In deciding a motion to dismiss pursuant to Fed.R.Civ.P. Rule 12(b)(6), the Court accepts the well-pleaded factual allegations of the complaint as true, and draws all reasonable inferences therefrom in favor of the plaintiff. Armstrong Surgical Center, Inc. v. Armstrong County Memorial Hospital, 185 F.3d 154, 155 (3d Cir. 1999). A claim should not be dismissed for failure to state a claim unless it appears beyond a doubt that the non-moving party can prove no set of facts in support of its allegations which would entitle it to relief. Conley v. Gibson, 355 U.S. 41, 45-46 (1957); Marshall-Silver Construction Co. v. Mendel, 894 F.2d 593, 595 (3d Cir. 1990).
In making this determination, the court must construe the pleading in the light most favorable to the non-moving party. Budinsky v. Pennsylvania Dept. of Environmental Resources, 819 F.2d 418, 421 (3d Cir. 1987). Further, the Federal Rules of Civil Procedure require notice pleading, not fact pleading, so to withstand a Rule 12(b)(6) motion, the plaintiff "need only make out a claim upon which relief can be granted. If more facts are necessary to resolve or clarify the disputed issues, the parties may avail themselves of the civil discovery mechanisms under the Federal Rules." Alston v. Parker, 363 F.3d 229, 233 n.6 (3d Cir. 2004), quoting Swierkiewicz v. Sorema, N.A., 534 U.S. 506, 512 (2002) ("This simplified notice pleading standard relies on liberal discovery rules . . . to define facts and issues and to dispose of unmeritorious claims.").
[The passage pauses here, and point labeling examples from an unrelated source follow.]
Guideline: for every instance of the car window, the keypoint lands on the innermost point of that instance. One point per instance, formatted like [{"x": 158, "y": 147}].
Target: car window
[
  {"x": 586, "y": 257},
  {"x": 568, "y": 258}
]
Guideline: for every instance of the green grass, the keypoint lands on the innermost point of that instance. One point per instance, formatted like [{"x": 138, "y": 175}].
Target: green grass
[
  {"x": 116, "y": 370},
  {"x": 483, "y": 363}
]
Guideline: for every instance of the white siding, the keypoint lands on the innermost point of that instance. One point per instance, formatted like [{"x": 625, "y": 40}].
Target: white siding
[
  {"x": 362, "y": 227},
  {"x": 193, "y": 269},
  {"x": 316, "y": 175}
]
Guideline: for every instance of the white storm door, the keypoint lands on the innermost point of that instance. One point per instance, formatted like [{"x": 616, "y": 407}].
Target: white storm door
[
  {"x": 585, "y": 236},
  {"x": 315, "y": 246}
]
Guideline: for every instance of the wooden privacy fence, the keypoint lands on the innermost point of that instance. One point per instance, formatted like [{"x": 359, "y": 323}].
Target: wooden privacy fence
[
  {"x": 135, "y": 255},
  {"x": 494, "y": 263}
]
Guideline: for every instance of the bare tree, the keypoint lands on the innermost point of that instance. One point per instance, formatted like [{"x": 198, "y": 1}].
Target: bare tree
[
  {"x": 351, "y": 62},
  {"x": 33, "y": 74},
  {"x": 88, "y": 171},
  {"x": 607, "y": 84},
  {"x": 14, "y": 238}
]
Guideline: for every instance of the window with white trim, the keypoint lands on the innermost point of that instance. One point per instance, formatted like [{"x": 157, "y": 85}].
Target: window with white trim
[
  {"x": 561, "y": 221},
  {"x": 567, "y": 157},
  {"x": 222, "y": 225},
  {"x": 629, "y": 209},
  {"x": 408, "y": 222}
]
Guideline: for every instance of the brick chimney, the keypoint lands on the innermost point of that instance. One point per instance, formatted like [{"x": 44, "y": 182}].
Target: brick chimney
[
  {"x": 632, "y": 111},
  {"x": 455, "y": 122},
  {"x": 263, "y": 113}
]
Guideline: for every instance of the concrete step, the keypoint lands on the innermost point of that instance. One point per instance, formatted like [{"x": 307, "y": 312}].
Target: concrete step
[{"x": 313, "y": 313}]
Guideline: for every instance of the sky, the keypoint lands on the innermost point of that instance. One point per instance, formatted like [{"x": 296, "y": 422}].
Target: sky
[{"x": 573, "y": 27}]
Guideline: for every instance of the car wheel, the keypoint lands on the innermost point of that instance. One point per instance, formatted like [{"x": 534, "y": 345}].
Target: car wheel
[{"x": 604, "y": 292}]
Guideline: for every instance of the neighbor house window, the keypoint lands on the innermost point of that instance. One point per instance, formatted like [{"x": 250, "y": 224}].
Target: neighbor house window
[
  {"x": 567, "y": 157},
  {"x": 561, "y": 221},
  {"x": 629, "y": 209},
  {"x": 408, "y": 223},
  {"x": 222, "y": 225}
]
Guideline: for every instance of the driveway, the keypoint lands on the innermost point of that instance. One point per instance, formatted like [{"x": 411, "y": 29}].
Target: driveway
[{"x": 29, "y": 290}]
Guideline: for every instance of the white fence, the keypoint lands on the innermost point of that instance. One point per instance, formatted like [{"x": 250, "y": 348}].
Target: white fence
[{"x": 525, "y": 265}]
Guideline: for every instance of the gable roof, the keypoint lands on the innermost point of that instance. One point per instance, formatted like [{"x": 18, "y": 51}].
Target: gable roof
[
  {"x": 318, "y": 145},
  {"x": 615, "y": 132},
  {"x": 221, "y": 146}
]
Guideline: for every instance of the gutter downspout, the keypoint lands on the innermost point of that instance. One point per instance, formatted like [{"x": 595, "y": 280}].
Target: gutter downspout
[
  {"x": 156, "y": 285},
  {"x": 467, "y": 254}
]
Defendants' motion to dismiss for lack of jurisdiction and for failure to state a claim essentially raises the issues set forth in their objections to the Report and Recommendation, with the addition that defendants assert that plaintiff's amended complaint actually solidifies their arguments for dismissal in certain respects. The Court finds Special Master Wycoff's Report and Recommendation to be compelling, however, and therefore adopts its reasoning and the recommendations of the Special Master.
For the reasons set forth in Special Master Wycoff's Report and Recommendation, this Court finds that plaintiff has alleged sufficient facts to demonstrate that exercise of subject matter jurisdiction would not be wholly insubstantial or frivolous, that defendants' arguments for dismissal are premature, and that, viewed in light of the forgoing liberal pleading standards, this Court simply cannot say, at this early stage of the proceedings, that plaintiff will be able to state no set of facts in support of its claims. The Motion to Dismiss Plaintiff's Second Amended Complaint (Document No. 43) will, therefore, be denied by separate Order of Court.